In March 2021, construction officially began on the Yuyan Road section. On 1 July the same year, the tracks for the Xiangxue Road section and the Yuyan Road section (from Xiangxue Subway Station to Yunfeng Road Station) were successfully connected.

On 16 April 2022, the first continuous section of the Huangpu Tram viaduct across the Guangzhou-Shenzhen Expressway was successfully poured.

As of 2026, the main structures of key control points of the southern section of Line 2, such as the elevated bridge across the Guangzhou-Shenzhen Expressway and the newly built bridge across the Nangang River, have been completed.
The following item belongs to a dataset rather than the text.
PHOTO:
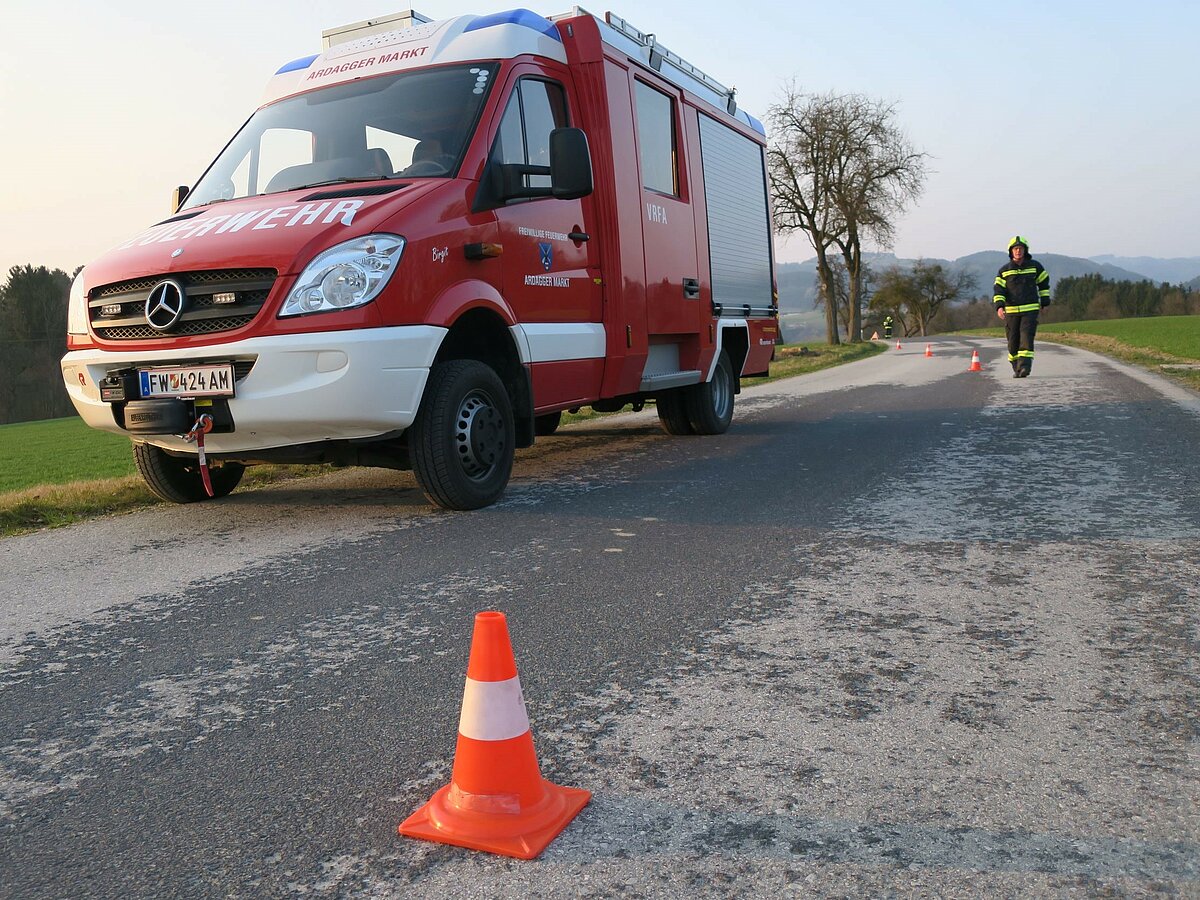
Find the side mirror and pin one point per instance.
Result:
(570, 163)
However, construction on some other points is still unable to commence due to the progress of planned municipal engineering projects, with notable sections including the Yuyun Road section at Yunpu 5th Road, the track connection between Punan Road and Kaichuang Road Bridge and the Hongming Road Overpass between Yantian and Kaichuang Road South. Construction on the Nangang section (between Nangang River and Nangang Subway Station) will also have to wait until the old village renovation project in Nangang Community starts.

===Operation===
On 28 December 2020, the day Line 1 opened to the public, in conjunction with the opening of the 13th Luogang Xiangxue Cultural Tourism Festival, the Jiaotong Investment Group announced that the section of Line 2 from Huangpu Library to Xiangxue Park would be open for trial rides from the following day until 3 January 2021, to facilitate tourists' visits to Xiangxue Park to appreciate plum blossoms.
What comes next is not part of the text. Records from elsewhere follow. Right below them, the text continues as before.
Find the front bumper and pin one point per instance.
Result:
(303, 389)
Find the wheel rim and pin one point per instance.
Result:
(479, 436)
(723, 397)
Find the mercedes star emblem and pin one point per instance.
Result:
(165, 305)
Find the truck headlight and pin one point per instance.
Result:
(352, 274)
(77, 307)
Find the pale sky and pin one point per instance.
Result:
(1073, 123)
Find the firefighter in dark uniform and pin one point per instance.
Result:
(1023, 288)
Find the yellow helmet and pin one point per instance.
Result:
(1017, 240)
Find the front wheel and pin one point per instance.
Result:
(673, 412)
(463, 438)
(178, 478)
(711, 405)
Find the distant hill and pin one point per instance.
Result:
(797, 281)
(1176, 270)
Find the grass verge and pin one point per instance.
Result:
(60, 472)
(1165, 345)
In early March 2023, the northern section completed its initial safety pre-operation assessment. It began trial operation without passengers on the 20th the same month. On 13 April, the Guangzhou Municipal Development and Reform Commission approved the fare scheme for Line 2. On 25 April 2023, the northern section passed the pre-opening safety assessment.

The northern section began initial operation on 20 June 2025.